Merge pull request #452 from CodeNow/enforce-omfile-permissions

anandkumarpatel · anandkumarpatel · commit c92f780c5dd7 · 2016-05-03T13:20:02.000-07:00
enforce permissions and clear formatting
diff --git a/ansible/roles/loggly/files/50-default.conf b/ansible/roles/loggly/files/50-default.conf
@@ -0,0 +1,68 @@
+#  Default rules for rsyslog.
+#
+#			For more information see rsyslog.conf(5) and /etc/rsyslog.conf
+
+#
+# First some standard log files.  Log by facility.
+#
+auth,authpriv.*			/var/log/auth.log
+*.*;auth,authpriv.none		-/var/log/syslog
+#cron.*				/var/log/cron.log
+#daemon.*			-/var/log/daemon.log
+kern.*				-/var/log/kern.log
+#lpr.*				-/var/log/lpr.log
+mail.*				-/var/log/mail.log
+#user.*				-/var/log/user.log
+
+#
+# Logging for the mail system.  Split it up so that
+# it is easy to write scripts to parse these files.
+#
+#mail.info			-/var/log/mail.info
+#mail.warn			-/var/log/mail.warn
+mail.err			/var/log/mail.err
+
+#
+# Logging for INN news system.
+#
+news.crit			/var/log/news/news.crit
+news.err			/var/log/news/news.err
+news.notice			-/var/log/news/news.notice
+
+#
+# Some "catch-all" log files.
+#
+#*.=debug;\
+#	auth,authpriv.none;\
+#	news.none;mail.none	-/var/log/debug
+#*.=info;*.=notice;*.=warn;\
+#	auth,authpriv.none;\
+#	cron,daemon.none;\
+#	mail,news.none		-/var/log/messages
+
+#
+# Emergencies are sent to everybody logged in.
+#
+*.emerg                                :omusrmsg:*
+
+#
+# I like to have messages displayed on the console, but only on a virtual
+# console I usually leave idle.
+#
+#daemon,mail.*;\
+#	news.=crit;news.=err;news.=notice;\
+#	*.=debug;*.=info;\
+#	*.=notice;*.=warn	/dev/tty8
+
+# The named pipe /dev/xconsole is for the `xconsole' utility.  To use it,
+# you must invoke `xconsole' with the `-file' option:
+# 
+#    $ xconsole -file /dev/xconsole [...]
+#
+# NOTE: adjust the list below, or you'll go crazy if you have a reasonably
+#      busy site..
+#
+daemon.*;mail.*;\
+	news.err;\
+	*.=debug;*.=info;\
+	*.=notice;*.=warn	|/dev/xconsole
diff --git a/ansible/roles/loggly/files/rsyslog.conf b/ansible/roles/loggly/files/rsyslog.conf
@@ -38,7 +38,7 @@ $ActionFileDefaultTemplate RSYSLOG_TraditionalFileFormat
 # Runnable JSON logging format
 # Creates an "output formatter" template that accepts as input JSON and prints it out without any further processing ("raw JSON").

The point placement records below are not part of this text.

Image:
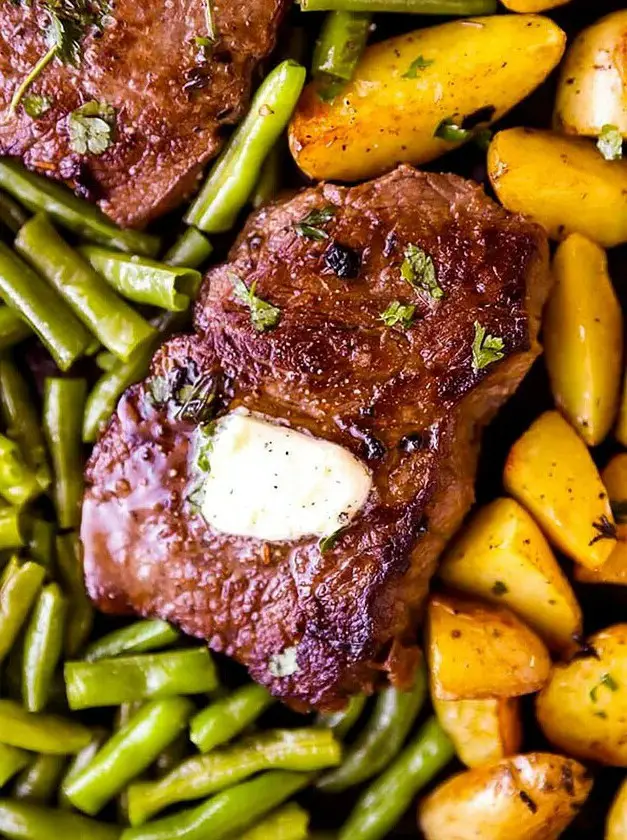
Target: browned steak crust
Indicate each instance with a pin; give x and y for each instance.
(171, 96)
(407, 401)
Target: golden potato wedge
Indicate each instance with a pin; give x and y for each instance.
(482, 731)
(583, 338)
(474, 69)
(478, 650)
(563, 183)
(551, 472)
(583, 707)
(527, 797)
(592, 90)
(616, 825)
(503, 557)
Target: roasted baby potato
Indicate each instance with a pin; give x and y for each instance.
(527, 797)
(503, 556)
(583, 707)
(583, 338)
(592, 90)
(470, 71)
(478, 650)
(551, 472)
(482, 731)
(584, 194)
(616, 826)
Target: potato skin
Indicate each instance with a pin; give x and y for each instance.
(503, 557)
(382, 117)
(483, 731)
(583, 338)
(585, 194)
(527, 797)
(478, 650)
(592, 90)
(551, 472)
(583, 707)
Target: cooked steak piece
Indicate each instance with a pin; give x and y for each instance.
(171, 92)
(316, 620)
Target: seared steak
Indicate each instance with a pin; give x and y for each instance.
(151, 62)
(409, 400)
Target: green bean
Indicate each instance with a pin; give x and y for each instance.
(18, 591)
(269, 180)
(18, 483)
(12, 760)
(43, 643)
(41, 542)
(232, 179)
(288, 823)
(64, 400)
(24, 821)
(80, 617)
(139, 637)
(109, 388)
(79, 216)
(42, 308)
(412, 7)
(227, 717)
(40, 780)
(128, 752)
(392, 719)
(342, 40)
(301, 750)
(110, 682)
(78, 763)
(227, 813)
(143, 280)
(190, 250)
(12, 214)
(382, 805)
(22, 420)
(13, 328)
(343, 721)
(11, 527)
(40, 733)
(110, 319)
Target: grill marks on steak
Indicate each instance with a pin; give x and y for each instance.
(171, 98)
(331, 368)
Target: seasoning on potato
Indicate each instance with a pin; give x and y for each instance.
(482, 731)
(592, 90)
(584, 194)
(471, 72)
(582, 710)
(478, 650)
(583, 338)
(550, 471)
(503, 556)
(527, 797)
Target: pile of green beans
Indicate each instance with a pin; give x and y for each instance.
(133, 734)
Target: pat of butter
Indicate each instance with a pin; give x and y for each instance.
(273, 483)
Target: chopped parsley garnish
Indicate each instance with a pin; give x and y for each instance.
(312, 225)
(91, 128)
(35, 105)
(263, 315)
(607, 681)
(499, 588)
(417, 64)
(610, 142)
(450, 130)
(486, 349)
(284, 664)
(419, 271)
(398, 313)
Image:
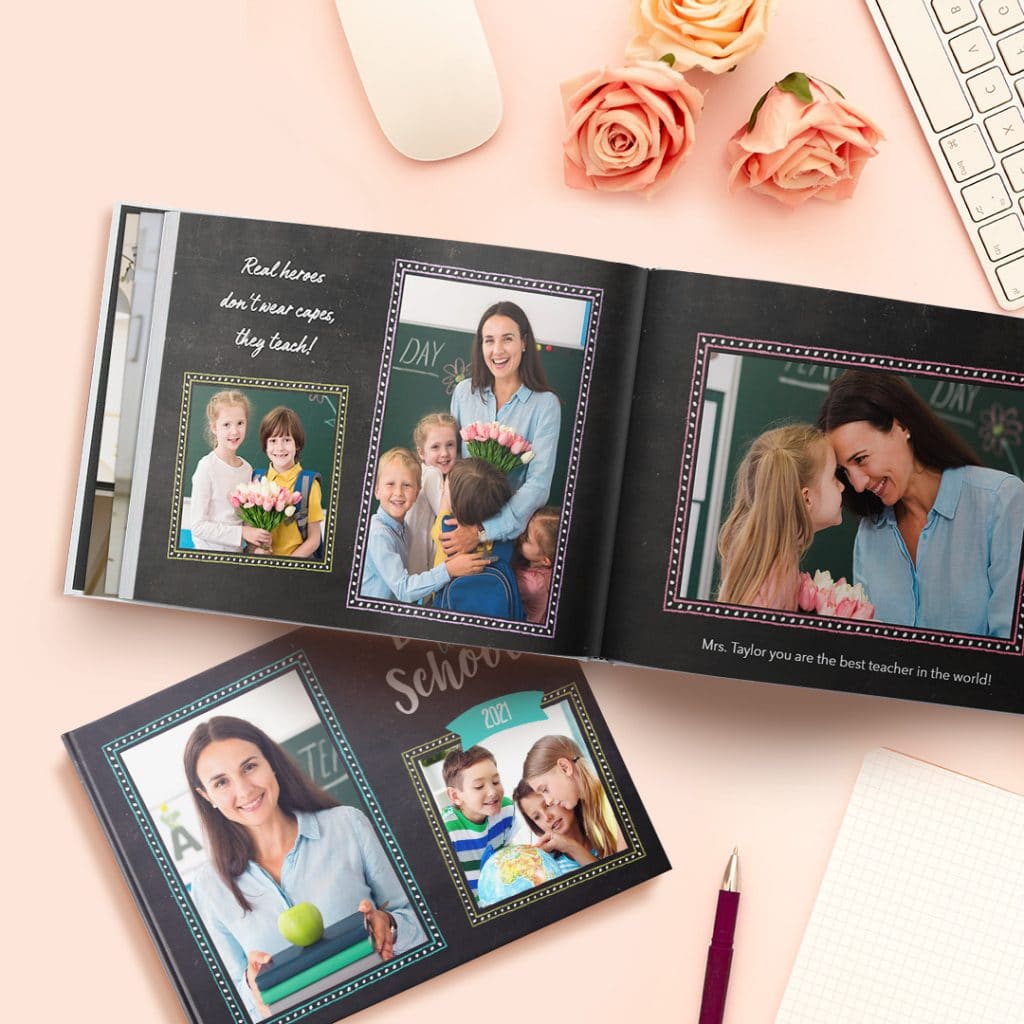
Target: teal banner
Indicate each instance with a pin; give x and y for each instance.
(484, 720)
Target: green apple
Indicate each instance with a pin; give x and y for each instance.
(302, 925)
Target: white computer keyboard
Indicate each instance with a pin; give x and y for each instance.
(962, 62)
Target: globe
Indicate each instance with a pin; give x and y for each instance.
(514, 869)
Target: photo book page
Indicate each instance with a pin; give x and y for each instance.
(835, 496)
(278, 411)
(544, 453)
(435, 802)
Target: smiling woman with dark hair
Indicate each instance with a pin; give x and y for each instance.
(275, 840)
(507, 383)
(939, 540)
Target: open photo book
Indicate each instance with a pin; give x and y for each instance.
(545, 453)
(330, 819)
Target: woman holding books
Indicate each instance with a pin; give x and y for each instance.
(507, 383)
(275, 840)
(938, 543)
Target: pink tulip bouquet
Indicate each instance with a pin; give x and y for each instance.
(263, 504)
(838, 598)
(498, 444)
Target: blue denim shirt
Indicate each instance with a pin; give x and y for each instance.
(385, 573)
(967, 576)
(337, 860)
(536, 415)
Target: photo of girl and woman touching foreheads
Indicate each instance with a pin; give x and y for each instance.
(938, 542)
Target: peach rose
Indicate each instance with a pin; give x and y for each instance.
(803, 140)
(628, 128)
(713, 35)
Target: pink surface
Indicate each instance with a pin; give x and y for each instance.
(254, 109)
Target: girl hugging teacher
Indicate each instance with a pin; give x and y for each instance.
(507, 383)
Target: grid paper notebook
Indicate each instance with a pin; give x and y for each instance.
(920, 919)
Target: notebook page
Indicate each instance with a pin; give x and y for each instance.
(920, 919)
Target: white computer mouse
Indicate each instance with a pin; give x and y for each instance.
(427, 71)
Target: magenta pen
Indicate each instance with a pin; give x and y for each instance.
(720, 950)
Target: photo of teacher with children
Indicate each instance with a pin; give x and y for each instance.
(937, 535)
(467, 515)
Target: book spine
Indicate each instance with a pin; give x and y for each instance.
(134, 887)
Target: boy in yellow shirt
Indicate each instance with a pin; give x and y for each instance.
(283, 437)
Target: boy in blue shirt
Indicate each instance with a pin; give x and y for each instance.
(385, 573)
(480, 817)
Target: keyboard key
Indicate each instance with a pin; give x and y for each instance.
(1006, 129)
(1001, 14)
(1014, 166)
(1012, 50)
(1012, 278)
(926, 59)
(971, 49)
(989, 90)
(1004, 237)
(986, 198)
(953, 14)
(967, 153)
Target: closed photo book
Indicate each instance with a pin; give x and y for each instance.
(330, 818)
(546, 453)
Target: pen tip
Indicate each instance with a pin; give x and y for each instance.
(730, 883)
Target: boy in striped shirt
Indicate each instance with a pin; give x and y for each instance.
(480, 817)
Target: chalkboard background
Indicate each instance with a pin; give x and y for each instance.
(774, 391)
(429, 361)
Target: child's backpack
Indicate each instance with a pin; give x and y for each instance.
(303, 483)
(493, 592)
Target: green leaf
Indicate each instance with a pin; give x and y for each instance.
(757, 110)
(797, 83)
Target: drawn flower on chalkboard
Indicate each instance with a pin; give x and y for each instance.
(455, 373)
(999, 428)
(320, 398)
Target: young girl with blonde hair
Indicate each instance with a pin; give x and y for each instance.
(556, 769)
(215, 524)
(785, 491)
(436, 441)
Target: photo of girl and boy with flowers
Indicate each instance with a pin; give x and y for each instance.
(259, 470)
(466, 488)
(844, 491)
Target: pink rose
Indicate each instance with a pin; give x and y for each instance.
(803, 140)
(825, 602)
(628, 128)
(808, 593)
(713, 35)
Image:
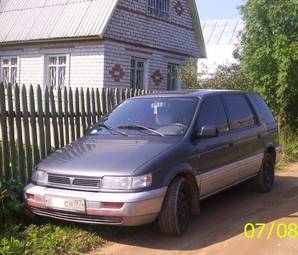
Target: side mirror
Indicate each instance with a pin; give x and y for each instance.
(207, 132)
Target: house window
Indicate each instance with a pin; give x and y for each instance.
(9, 70)
(137, 73)
(172, 81)
(56, 71)
(159, 8)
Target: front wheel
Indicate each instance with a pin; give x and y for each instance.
(176, 209)
(264, 181)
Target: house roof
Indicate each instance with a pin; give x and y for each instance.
(36, 20)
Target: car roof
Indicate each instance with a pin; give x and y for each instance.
(190, 93)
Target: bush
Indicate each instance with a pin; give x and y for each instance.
(48, 239)
(289, 143)
(11, 206)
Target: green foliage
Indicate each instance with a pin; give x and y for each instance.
(228, 77)
(11, 206)
(48, 239)
(188, 73)
(270, 55)
(289, 143)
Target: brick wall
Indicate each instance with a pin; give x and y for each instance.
(131, 23)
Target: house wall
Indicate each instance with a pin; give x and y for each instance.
(131, 23)
(156, 63)
(84, 65)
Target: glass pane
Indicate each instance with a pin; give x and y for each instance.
(52, 60)
(132, 79)
(5, 75)
(14, 61)
(61, 77)
(140, 64)
(14, 75)
(62, 60)
(52, 77)
(133, 63)
(5, 61)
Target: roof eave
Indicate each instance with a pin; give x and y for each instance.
(198, 28)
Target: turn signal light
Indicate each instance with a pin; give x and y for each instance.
(112, 205)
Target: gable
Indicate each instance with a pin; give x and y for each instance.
(31, 20)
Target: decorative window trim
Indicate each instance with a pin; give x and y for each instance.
(144, 69)
(159, 8)
(13, 77)
(57, 65)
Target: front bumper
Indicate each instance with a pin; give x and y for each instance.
(138, 208)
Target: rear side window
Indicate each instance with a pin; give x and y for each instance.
(212, 113)
(263, 109)
(240, 111)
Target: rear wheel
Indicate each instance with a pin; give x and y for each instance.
(264, 181)
(176, 210)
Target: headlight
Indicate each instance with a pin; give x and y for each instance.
(126, 182)
(39, 177)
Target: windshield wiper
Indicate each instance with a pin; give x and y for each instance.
(140, 127)
(110, 129)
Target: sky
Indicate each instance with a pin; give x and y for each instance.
(219, 9)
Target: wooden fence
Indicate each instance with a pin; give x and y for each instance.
(35, 122)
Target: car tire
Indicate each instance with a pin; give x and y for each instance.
(264, 181)
(176, 209)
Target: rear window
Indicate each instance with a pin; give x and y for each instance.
(240, 111)
(263, 109)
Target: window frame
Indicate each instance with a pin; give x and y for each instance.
(172, 65)
(203, 100)
(57, 65)
(136, 68)
(157, 12)
(10, 67)
(257, 121)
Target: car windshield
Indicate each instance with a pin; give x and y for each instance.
(149, 116)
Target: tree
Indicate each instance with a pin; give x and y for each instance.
(269, 55)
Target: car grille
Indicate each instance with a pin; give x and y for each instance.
(74, 182)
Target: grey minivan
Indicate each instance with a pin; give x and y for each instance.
(155, 157)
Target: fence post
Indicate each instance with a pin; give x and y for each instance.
(28, 152)
(33, 126)
(11, 129)
(3, 123)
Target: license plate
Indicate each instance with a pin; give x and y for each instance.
(65, 203)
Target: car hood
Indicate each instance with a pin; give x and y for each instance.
(99, 156)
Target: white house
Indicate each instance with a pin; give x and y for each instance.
(102, 43)
(221, 38)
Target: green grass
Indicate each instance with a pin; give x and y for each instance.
(19, 234)
(289, 143)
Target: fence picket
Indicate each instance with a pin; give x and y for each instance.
(33, 133)
(28, 153)
(66, 116)
(71, 115)
(60, 118)
(77, 114)
(47, 121)
(3, 122)
(40, 120)
(19, 121)
(11, 129)
(88, 107)
(33, 123)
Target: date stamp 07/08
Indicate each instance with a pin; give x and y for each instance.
(274, 229)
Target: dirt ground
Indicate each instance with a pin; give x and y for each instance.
(219, 228)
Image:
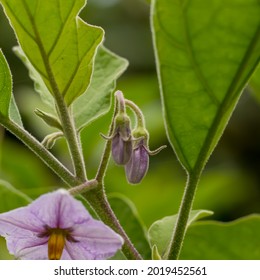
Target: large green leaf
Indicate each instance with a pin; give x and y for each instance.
(255, 83)
(8, 108)
(211, 240)
(130, 221)
(160, 232)
(11, 198)
(59, 45)
(96, 100)
(5, 87)
(205, 56)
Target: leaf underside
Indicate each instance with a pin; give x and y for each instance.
(160, 232)
(211, 240)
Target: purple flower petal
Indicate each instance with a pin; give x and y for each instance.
(94, 241)
(27, 229)
(137, 166)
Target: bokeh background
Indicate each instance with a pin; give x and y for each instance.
(230, 185)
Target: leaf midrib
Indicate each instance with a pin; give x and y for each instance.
(229, 97)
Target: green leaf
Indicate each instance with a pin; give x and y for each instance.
(96, 100)
(255, 83)
(205, 56)
(11, 198)
(39, 84)
(160, 232)
(128, 217)
(8, 108)
(58, 44)
(5, 86)
(211, 240)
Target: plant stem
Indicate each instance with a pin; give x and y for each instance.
(97, 199)
(183, 216)
(34, 145)
(137, 111)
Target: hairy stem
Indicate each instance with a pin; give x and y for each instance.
(183, 216)
(98, 200)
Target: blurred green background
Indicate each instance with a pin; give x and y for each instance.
(230, 185)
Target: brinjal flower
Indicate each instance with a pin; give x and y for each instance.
(121, 140)
(136, 168)
(57, 226)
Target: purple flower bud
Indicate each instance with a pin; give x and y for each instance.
(122, 142)
(137, 166)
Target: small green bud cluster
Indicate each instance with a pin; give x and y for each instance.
(130, 147)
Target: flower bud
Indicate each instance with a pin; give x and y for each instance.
(121, 141)
(137, 166)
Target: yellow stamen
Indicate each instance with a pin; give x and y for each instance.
(56, 243)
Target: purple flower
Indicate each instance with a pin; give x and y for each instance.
(121, 140)
(57, 226)
(137, 166)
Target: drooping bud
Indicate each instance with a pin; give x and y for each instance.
(137, 166)
(121, 140)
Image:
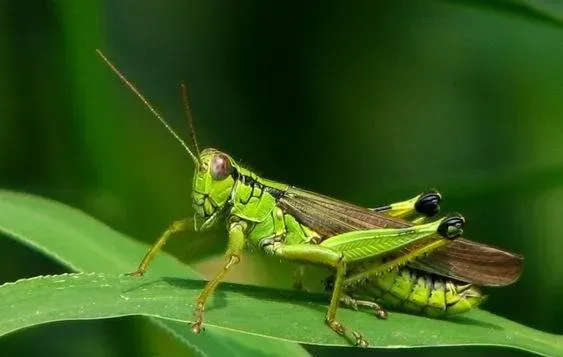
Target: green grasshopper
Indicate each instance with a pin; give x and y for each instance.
(392, 256)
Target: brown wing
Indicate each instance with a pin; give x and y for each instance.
(472, 262)
(463, 260)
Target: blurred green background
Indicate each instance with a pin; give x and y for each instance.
(370, 103)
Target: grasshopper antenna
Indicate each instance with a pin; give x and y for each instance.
(151, 108)
(189, 115)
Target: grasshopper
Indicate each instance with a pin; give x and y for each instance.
(394, 256)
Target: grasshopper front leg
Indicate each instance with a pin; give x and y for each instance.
(175, 227)
(233, 256)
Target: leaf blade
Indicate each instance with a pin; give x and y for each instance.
(57, 231)
(241, 308)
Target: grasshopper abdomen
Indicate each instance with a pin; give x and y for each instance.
(412, 291)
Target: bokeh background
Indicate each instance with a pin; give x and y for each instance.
(370, 103)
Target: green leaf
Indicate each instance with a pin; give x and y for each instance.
(84, 244)
(547, 12)
(238, 316)
(285, 315)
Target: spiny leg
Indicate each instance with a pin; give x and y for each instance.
(298, 275)
(175, 227)
(324, 256)
(349, 301)
(449, 228)
(233, 255)
(424, 206)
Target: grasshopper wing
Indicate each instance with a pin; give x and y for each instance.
(472, 262)
(462, 260)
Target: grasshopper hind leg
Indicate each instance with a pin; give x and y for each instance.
(425, 205)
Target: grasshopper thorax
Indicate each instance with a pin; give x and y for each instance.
(213, 182)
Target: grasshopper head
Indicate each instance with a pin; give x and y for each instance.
(213, 183)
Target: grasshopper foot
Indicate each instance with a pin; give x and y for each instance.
(198, 313)
(428, 203)
(353, 337)
(452, 226)
(360, 341)
(137, 273)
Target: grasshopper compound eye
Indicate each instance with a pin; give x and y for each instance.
(220, 167)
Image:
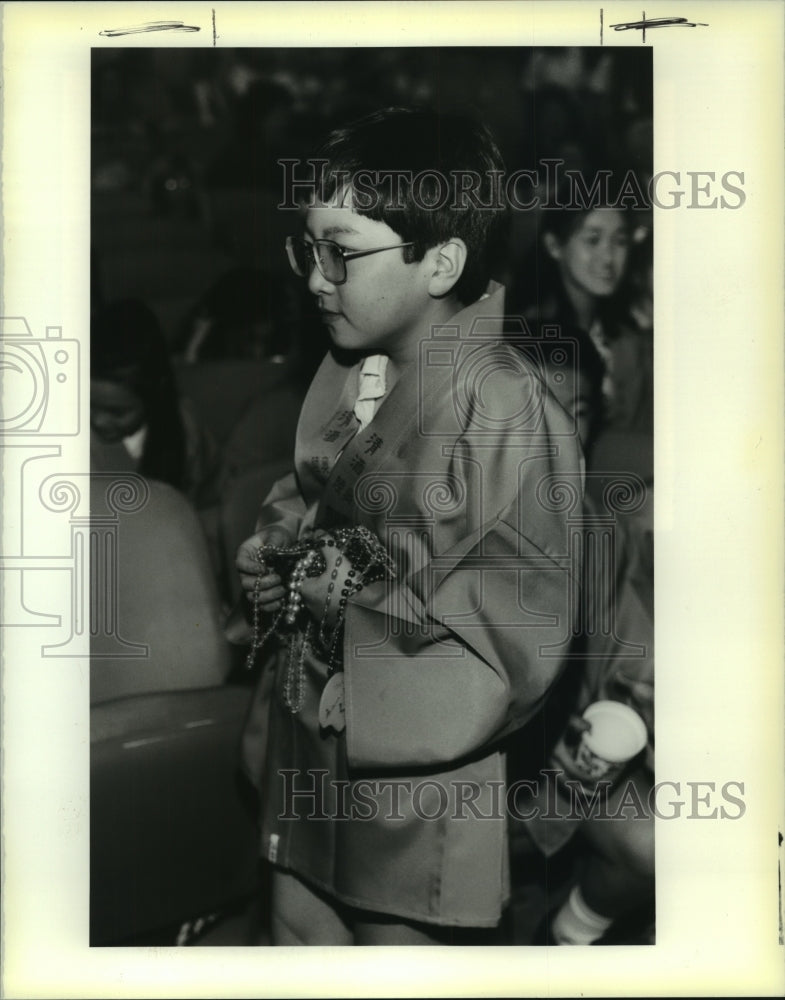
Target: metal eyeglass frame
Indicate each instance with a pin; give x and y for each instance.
(343, 255)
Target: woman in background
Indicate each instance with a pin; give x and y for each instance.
(138, 423)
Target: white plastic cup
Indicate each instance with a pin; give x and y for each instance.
(616, 735)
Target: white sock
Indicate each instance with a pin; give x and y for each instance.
(577, 923)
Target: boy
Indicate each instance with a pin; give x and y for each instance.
(377, 741)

 # The formatting around the %msg% string is as such: start printing at the second character "2" until the end of the line "$" using the raw JSON format type.
-$template RunnableJSON,"%msg:2:$:jsonr%\n"
+$template RunnableJSON,"%msg:2:$:%\n"
 
 # Filter duplicated messages
 $RepeatedMsgReduction on
diff --git a/ansible/roles/loggly/tasks/main.yml b/ansible/roles/loggly/tasks/main.yml
@@ -9,6 +9,15 @@
     cache_valid_time=604800
     install_recommends=yes
 
+- name: copy rsyslog default config
+  tags: loggly
+  become: true
+  copy:
+    src=50-default.conf
+    dest=/etc/rsyslog.d/50-default.conf
+    owner=syslog
+    group=syslog
+
 - name: copy loggly TLS config
   tags: loggly
   become: true
diff --git a/ansible/roles/loggly/templates/21-output-syslog.conf.j2 b/ansible/roles/loggly/templates/21-output-syslog.conf.j2
@@ -2,7 +2,7 @@ $WorkDirectory /var/spool/rsyslog
 
 # Rotate per hour
 $template RotateHourly_{{ name }},"{{ app_log_dir }}/%$YEAR%/%$MONTH%/%$DAY%/%$HOUR%/{{ name }}.log"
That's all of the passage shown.